CAPÍTULO II REVISÃO BIBLIOGRÁFICA

2.1 Kieren: Os Subconstrutos do Número Racional

Thomas Kieren foi um dos primeiros pesquisadores a chamar a atenção da comunidade científica para a complexidade do conceito de fração e propôs, em artigo de 1976, que a compreensão desse conceito deve levar em conta sete

interpretações que mantêm relações entre si e que devem ser consideradas

segundo as estruturas matemáticas, as estruturas cognitivas e as estruturas instrucionais envolvidas (Martinez, 1992).

As interpretações propostas por Kieren são assim enumeradas: • frações que podem ser somadas, subtraídas, comparadas, etc;

• frações decimais, como uma extensão do sistema decimal de numeração; • classes de equivalência de frações;

• números da forma p/q com p e q inteiros e q≠0, isto é, razões de inteiros; • operadores multiplicativos;

• elementos de um conjunto quociente infinito • medidas ou pontos na reta numérica.

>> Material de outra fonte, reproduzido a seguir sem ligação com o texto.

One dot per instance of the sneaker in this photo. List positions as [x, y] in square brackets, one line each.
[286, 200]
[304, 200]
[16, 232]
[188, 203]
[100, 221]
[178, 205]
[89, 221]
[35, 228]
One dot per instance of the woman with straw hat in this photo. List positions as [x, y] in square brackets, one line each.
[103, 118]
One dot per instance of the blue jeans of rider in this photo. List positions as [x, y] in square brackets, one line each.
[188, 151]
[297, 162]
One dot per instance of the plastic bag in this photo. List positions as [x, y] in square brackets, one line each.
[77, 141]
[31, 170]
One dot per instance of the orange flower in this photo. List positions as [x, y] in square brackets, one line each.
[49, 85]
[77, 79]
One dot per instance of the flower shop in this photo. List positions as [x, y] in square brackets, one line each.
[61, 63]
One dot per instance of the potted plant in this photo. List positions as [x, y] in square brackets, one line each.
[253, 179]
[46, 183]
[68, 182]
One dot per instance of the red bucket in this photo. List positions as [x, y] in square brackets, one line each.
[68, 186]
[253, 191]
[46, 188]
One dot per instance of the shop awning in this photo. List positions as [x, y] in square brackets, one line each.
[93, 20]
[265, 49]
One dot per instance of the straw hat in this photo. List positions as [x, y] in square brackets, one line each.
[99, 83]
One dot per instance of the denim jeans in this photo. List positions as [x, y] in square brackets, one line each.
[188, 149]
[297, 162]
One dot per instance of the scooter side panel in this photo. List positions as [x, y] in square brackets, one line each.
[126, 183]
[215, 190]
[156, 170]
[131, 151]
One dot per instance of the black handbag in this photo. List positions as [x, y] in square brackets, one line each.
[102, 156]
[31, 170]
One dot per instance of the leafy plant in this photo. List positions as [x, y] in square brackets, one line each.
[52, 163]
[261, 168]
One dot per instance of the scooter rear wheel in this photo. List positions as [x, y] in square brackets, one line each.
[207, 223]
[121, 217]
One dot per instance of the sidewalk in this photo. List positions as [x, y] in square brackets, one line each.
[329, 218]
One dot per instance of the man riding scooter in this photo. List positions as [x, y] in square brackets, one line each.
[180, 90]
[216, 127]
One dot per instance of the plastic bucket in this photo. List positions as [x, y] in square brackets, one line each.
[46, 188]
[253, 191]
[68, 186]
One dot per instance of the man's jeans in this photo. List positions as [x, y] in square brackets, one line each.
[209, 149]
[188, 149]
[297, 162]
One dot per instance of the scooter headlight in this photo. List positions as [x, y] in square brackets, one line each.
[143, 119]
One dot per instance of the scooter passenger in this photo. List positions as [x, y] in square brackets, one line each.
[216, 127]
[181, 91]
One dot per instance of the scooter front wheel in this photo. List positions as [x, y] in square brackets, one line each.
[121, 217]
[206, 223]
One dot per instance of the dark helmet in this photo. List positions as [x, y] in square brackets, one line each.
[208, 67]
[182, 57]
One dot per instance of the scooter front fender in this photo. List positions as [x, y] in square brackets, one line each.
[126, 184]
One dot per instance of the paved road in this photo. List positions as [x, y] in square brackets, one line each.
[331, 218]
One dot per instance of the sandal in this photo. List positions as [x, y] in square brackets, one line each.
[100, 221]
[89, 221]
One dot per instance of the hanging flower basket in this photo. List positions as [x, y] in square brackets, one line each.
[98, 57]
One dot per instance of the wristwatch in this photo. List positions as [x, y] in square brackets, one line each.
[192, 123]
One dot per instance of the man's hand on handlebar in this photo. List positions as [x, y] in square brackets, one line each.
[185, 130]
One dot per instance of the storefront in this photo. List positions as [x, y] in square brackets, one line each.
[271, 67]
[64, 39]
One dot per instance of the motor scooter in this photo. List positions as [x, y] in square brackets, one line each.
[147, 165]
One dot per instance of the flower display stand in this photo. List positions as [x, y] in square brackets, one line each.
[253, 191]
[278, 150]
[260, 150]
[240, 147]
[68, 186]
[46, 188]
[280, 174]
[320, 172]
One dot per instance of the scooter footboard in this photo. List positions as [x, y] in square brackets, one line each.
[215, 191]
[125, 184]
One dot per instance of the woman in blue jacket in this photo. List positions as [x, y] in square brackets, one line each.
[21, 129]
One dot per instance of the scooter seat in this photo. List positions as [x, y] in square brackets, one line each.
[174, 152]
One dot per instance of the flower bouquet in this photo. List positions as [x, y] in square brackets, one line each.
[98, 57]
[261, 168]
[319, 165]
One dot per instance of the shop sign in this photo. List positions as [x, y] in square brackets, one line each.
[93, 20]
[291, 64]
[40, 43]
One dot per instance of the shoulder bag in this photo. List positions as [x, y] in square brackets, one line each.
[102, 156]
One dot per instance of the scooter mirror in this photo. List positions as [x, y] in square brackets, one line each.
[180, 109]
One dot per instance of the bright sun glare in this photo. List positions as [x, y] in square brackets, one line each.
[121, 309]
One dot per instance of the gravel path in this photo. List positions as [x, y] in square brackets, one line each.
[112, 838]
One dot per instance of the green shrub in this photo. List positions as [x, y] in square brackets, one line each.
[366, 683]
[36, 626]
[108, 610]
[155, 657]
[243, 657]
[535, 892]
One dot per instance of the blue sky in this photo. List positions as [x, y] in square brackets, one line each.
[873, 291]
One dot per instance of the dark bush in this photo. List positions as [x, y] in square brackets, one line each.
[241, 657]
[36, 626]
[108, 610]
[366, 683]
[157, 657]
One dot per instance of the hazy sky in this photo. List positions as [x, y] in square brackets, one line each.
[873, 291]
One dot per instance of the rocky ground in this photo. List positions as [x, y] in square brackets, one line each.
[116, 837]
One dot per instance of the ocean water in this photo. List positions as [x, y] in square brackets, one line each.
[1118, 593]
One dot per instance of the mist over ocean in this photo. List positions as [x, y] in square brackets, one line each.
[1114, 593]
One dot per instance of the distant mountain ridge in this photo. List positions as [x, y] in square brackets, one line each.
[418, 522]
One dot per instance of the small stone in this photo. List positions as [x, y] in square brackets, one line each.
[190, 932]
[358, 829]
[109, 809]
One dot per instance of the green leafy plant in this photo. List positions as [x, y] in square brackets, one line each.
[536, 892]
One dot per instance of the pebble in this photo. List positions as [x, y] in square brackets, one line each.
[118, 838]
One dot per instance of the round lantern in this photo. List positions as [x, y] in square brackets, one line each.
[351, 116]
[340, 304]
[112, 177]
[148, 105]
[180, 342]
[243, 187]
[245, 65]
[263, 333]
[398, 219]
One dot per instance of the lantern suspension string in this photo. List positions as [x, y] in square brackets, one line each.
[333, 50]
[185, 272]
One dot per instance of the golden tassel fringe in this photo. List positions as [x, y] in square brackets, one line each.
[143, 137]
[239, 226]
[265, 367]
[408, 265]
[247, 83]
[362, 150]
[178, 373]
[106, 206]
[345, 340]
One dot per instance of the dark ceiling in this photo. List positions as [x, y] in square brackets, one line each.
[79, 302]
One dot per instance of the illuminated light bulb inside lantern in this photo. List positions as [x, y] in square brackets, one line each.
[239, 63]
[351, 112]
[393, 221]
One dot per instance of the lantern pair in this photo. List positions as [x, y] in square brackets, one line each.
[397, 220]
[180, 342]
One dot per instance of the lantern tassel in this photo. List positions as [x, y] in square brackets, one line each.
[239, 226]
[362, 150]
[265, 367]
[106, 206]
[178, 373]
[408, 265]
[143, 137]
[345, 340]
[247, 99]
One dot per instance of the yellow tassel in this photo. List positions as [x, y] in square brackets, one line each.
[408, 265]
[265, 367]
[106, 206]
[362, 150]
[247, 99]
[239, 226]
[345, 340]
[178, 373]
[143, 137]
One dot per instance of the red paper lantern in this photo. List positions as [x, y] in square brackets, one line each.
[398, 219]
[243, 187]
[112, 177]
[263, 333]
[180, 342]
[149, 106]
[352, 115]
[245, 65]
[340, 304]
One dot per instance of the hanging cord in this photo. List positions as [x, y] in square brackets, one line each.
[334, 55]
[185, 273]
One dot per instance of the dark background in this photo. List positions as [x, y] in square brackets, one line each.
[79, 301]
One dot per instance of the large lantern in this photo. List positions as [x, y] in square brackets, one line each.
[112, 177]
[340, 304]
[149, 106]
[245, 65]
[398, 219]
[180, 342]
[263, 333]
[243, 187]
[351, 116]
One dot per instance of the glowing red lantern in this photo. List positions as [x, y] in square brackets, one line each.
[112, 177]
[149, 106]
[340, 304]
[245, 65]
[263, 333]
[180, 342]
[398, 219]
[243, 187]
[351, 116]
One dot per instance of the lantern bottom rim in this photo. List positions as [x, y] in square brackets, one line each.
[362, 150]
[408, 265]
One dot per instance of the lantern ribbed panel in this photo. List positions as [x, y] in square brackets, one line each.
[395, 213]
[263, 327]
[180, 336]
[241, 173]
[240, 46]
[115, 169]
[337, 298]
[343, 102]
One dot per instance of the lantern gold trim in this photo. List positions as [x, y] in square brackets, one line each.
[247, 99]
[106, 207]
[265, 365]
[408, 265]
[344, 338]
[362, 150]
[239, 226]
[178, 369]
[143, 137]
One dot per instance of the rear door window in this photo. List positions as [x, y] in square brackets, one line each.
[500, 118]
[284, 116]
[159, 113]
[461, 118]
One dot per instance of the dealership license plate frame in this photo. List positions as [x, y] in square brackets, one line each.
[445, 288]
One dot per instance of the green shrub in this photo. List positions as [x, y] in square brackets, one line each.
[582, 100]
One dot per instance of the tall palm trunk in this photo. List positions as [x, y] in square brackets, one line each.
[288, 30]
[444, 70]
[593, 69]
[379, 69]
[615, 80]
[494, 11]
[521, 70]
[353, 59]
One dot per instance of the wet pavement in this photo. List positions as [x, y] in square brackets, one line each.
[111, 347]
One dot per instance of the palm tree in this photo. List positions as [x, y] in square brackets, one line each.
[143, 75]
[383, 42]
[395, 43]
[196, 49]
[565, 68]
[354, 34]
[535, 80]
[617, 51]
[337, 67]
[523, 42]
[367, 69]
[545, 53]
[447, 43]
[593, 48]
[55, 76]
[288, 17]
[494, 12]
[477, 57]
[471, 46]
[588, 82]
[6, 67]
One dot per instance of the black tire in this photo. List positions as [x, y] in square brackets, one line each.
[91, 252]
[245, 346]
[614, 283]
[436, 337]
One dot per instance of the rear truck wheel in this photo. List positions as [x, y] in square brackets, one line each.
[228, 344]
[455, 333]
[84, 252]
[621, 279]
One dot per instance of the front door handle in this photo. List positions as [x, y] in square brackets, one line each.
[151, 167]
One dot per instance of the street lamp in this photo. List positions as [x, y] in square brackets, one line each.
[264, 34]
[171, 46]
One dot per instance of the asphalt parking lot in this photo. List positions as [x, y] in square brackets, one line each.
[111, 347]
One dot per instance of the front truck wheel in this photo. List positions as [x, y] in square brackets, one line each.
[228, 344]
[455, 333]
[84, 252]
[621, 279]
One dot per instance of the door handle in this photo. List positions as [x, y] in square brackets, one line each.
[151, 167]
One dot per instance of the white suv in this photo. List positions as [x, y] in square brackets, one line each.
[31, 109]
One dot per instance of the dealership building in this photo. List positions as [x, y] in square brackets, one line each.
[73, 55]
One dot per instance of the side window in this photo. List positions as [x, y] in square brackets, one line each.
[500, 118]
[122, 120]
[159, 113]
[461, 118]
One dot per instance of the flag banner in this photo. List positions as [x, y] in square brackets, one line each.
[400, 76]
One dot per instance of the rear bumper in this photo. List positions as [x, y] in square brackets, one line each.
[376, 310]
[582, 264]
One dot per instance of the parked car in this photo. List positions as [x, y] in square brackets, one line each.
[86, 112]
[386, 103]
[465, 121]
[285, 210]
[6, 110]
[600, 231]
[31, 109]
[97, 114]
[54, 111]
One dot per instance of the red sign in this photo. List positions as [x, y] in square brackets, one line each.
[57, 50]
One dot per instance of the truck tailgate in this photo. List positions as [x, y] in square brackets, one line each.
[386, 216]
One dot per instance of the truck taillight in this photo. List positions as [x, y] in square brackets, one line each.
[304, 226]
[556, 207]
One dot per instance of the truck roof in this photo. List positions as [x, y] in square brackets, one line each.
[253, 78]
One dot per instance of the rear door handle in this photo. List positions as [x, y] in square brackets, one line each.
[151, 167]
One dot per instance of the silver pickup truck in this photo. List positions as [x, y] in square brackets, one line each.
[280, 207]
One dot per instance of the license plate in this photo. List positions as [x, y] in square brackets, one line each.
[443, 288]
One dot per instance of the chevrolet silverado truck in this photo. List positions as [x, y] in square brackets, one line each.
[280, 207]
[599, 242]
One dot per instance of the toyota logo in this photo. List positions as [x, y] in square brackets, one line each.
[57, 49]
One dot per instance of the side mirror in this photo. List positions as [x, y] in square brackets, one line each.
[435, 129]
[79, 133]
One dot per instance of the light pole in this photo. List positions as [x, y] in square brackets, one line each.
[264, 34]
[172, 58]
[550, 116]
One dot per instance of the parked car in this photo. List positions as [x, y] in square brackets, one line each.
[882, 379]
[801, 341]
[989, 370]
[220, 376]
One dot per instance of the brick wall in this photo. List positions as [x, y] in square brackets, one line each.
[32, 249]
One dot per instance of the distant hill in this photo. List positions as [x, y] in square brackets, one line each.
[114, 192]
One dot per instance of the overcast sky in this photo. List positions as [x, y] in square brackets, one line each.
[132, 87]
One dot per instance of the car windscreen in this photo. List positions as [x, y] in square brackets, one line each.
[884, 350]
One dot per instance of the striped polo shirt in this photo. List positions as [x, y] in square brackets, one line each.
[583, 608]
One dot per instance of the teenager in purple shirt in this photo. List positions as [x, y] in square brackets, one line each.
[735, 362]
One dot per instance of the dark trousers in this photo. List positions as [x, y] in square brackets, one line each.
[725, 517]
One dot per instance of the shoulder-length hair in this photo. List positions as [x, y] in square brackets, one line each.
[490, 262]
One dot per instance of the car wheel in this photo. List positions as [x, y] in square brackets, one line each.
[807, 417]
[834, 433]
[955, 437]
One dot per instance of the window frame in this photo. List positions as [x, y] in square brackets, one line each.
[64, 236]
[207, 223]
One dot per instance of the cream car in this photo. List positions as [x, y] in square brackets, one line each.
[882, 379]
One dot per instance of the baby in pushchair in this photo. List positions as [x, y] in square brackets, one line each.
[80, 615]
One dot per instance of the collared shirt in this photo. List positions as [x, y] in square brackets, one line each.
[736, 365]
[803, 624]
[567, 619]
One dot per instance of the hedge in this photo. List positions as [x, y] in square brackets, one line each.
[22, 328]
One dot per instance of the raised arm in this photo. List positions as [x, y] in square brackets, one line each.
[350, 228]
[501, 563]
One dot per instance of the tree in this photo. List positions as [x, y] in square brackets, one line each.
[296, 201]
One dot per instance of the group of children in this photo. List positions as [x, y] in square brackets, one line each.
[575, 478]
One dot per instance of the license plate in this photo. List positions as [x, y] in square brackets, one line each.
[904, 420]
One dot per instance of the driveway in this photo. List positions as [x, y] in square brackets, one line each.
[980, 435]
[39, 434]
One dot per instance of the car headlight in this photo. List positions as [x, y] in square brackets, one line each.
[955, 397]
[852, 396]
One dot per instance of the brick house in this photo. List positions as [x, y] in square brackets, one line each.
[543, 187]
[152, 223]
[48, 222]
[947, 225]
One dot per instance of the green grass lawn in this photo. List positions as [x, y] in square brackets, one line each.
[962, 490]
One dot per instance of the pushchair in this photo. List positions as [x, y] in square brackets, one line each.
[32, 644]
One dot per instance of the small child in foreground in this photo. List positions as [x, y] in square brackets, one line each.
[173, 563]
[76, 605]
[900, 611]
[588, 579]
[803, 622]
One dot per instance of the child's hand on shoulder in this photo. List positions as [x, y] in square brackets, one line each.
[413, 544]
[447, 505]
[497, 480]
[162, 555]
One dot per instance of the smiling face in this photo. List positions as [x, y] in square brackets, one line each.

Em artigos posteriores, Kieren (1981, 1988 e 1993) mudou a classificação apresentada originalmente e substituiu o termo interpretações do número racional pelo termo subconstrutos. Kieren tomou como base o trabalho do filósofo Henry Margenau, que denomina construtos teóricos a objetos mentais que podem ser construídos a partir de idéias mais simples que se complementam. (Kieren, 1988 p.162)

Margenau entende o processo de construção do conceito como o estabelecimento de relações entre as percepções e compreensões de um objeto mental (os construtos), que tem como implicações o surgimento de atos físicos ou mentais envolvidos nessa gênese. (Kieren, 1993, p.57).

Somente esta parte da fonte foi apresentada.